どしゃぶり☆プリン(2)「アンパンマン」

「僕の顔をお食べ」
 アンパンマンが困ってる子(主にお腹がすいた子)に対する施し。そもそも1976年に刊行された絵本「あんぱんまん」では、顔の総面積の半分まで齧らせるなど当たり前。子供に完全に頭を食われて、頭部が消え去った状態で飛行することすらあったらしい。アニメ版ではすこし分け与える程度だが、異質な設定であることは確か。
 元々、異質だったとは不覚。いじるとすれば、場面は夕暮れ。ズラリとならぶ子供たち。浮浪者も混じっている。ひたすら「頭」を分け与える。誰一人お礼を口にすることなく、受け取っては齧り、立ち去る。無表情の面々と、無表情のアンパンマンと、新しい顔を渡すジャムおじさん。
 とうとうと流れる川には、食べ残しと思われるカケラが浮かんでいる。しばらくして在庫がきれると、アンパンマンが「店じまい」と発し、踵をかえす。その背に向って「お腹がすいたよ、飢えて死んでしまうよ」と、姿が消えるまで叫んでいる子供と浮浪者たち。
 家。顔が濡れると力がでないので、頭を外した状態で風呂に入る。身体は濡れてよいのか。などと指摘してはいけない。無粋である。一方、バタ子とジャムおじさんがパン工場で新しい顔をひたすら仕込んでいる。
 怖い。やはり、適度に分け与えるぐらいで調度いい。

「アンパンチ」
 片腕を後ろに引いて力を溜め、そこから渾身のパンチを放つ。吹き飛ぶバイキンマン。しかし、暴力で悪を排除するという話ではないそうだ。アンパンマンとバイキンマンの闘いは、良い心と悪い心の象徴である。悪い心を自身のアンパンチで制御しながら、バランスを保つ人間そのものを表しているという。深い。単にバイオレンスの度合いを高めて、そのやり過ぎ具合で読者を笑わせようなど、軽佻浮薄、笑止千万、俗悪、下品、筆舌につくし難き下種の極み。陰と陽、バイキンマンとアンパンマン、やなせたかし恐るべし。この私がいじってよい作品ではない。

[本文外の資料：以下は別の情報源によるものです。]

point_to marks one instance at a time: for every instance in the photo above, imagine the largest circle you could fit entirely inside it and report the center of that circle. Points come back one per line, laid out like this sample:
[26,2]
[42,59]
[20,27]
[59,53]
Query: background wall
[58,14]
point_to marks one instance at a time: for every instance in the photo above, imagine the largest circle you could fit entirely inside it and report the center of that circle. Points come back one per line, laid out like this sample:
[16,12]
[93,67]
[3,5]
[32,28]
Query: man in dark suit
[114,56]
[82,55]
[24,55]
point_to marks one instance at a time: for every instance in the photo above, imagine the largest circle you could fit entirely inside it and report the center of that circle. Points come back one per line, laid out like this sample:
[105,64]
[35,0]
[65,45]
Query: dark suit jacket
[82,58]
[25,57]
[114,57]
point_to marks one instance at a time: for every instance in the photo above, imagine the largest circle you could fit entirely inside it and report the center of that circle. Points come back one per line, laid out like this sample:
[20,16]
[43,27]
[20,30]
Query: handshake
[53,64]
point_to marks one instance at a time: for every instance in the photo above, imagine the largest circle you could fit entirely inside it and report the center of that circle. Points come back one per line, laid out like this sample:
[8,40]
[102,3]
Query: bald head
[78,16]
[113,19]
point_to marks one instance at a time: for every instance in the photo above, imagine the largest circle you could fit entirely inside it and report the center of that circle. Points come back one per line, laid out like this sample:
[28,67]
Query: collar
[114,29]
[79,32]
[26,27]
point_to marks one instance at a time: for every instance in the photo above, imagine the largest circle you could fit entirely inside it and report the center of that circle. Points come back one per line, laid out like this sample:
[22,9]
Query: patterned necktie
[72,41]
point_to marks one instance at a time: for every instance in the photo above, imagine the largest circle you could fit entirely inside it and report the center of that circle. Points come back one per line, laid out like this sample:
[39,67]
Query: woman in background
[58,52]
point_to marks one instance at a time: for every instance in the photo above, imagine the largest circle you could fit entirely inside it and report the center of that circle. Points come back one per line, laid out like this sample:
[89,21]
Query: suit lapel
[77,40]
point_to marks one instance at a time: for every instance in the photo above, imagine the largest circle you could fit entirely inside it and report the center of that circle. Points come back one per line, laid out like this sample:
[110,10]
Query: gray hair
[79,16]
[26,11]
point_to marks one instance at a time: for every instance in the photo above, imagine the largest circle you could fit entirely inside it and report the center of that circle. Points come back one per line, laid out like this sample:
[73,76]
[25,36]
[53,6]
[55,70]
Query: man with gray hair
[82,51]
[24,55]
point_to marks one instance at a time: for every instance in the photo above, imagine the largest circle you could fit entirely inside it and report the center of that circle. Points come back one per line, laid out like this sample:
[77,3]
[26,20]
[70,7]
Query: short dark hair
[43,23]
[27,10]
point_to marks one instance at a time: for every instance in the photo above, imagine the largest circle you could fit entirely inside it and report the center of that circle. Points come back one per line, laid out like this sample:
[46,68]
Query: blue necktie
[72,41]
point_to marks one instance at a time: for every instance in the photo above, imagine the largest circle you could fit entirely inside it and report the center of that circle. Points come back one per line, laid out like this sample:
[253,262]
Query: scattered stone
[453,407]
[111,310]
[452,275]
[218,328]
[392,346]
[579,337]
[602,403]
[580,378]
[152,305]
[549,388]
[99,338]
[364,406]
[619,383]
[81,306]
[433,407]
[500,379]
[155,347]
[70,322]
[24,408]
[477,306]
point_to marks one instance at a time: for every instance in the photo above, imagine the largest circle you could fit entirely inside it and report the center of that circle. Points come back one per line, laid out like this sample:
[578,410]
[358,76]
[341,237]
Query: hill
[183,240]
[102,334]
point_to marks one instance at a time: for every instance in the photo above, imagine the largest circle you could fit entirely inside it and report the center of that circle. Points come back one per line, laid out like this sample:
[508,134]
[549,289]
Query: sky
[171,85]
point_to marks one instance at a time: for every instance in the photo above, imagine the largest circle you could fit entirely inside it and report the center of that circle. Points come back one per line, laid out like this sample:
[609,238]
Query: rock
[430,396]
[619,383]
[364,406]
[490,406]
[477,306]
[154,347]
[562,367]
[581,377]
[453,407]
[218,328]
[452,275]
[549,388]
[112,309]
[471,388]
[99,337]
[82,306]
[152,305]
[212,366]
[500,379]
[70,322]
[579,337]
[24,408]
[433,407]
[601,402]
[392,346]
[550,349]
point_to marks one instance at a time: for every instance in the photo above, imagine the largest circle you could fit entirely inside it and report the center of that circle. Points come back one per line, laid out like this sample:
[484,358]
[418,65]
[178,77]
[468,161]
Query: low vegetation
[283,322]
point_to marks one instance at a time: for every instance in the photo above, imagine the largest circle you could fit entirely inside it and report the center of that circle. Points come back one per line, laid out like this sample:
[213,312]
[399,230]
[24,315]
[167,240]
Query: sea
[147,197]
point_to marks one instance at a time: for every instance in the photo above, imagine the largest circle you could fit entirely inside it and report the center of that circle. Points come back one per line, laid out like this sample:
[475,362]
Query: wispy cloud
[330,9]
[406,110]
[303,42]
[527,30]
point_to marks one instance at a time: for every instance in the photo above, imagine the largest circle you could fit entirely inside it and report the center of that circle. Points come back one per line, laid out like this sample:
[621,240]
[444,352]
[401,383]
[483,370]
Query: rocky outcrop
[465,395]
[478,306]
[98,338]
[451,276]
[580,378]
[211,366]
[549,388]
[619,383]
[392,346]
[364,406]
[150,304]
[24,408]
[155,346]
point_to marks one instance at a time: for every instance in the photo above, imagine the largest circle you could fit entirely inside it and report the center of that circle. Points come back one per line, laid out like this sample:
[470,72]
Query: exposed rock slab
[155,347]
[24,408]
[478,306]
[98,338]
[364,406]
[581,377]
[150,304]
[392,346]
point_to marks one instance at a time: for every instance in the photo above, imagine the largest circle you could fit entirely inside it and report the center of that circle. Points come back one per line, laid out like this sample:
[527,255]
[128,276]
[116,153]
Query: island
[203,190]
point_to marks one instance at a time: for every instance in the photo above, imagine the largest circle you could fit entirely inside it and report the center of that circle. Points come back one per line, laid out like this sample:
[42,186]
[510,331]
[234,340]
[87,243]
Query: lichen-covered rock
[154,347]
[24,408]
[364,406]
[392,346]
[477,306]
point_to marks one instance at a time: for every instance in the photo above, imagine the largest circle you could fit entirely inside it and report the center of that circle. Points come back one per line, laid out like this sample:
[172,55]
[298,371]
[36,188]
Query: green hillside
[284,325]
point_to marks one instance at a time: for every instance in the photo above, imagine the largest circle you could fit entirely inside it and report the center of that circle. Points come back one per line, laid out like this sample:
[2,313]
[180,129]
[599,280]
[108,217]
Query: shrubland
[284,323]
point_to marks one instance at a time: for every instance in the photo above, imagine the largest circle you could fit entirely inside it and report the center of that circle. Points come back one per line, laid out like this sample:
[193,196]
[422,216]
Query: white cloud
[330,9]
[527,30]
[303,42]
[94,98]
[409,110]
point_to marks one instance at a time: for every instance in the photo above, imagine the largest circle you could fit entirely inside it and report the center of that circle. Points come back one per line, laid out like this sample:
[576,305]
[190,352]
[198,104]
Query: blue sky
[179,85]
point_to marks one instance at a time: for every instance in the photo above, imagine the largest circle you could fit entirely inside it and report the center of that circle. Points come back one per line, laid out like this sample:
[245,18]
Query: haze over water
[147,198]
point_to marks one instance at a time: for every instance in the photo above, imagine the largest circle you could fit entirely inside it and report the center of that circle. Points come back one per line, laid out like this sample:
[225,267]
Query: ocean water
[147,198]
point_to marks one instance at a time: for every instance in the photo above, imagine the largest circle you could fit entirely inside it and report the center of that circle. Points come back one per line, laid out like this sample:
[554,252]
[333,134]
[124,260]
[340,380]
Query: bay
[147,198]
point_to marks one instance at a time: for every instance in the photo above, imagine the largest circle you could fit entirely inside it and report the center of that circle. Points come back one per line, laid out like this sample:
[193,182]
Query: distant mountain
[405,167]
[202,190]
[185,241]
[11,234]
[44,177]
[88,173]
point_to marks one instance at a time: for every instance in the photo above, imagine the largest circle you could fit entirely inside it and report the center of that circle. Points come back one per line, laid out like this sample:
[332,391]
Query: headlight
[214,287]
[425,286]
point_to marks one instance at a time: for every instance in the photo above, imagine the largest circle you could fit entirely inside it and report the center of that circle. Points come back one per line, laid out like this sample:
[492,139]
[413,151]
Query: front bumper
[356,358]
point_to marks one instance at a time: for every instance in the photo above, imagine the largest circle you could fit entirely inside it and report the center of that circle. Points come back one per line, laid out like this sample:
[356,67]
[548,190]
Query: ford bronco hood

 アンパンマンをいじる。大体は、エロ、バイオレンス、アメコミヒーロー風にアレンジする。まさに、軽佻浮薄、笑止千万、俗悪、下品、筆舌につくし難き下種の極み。原作、アニメこそ至高。人の作品をいじっている場合ではない。自分にとっての「アンパンマン」をつくるべきだ。
 2回目にしてその存在意義が疑われる「どしゃぶり☆プリン」だが、9月末までつづく予定。故に、テーマについては慎重に選ぶべし。しかし、次回は1週間後である。そんな反省もどこ吹く風、喉元過ぎれば熱さを忘れ、ネタに困れば女子供でもいじる。無頼派。私は。まて。無頼派と、自称した時点で「無頼派」という言葉に頼っている。語るに落ちる。
 もはや閉口。心の平衡感覚は創作によって乱れ、創作によって整えられ、またそれを踏みにじる。傷心を癒すため、アンパンマンに頭のカケラを分けてもらい、悪文を書きそうになったらアンパンチで空の彼方に吹き飛ばしてもらいたい。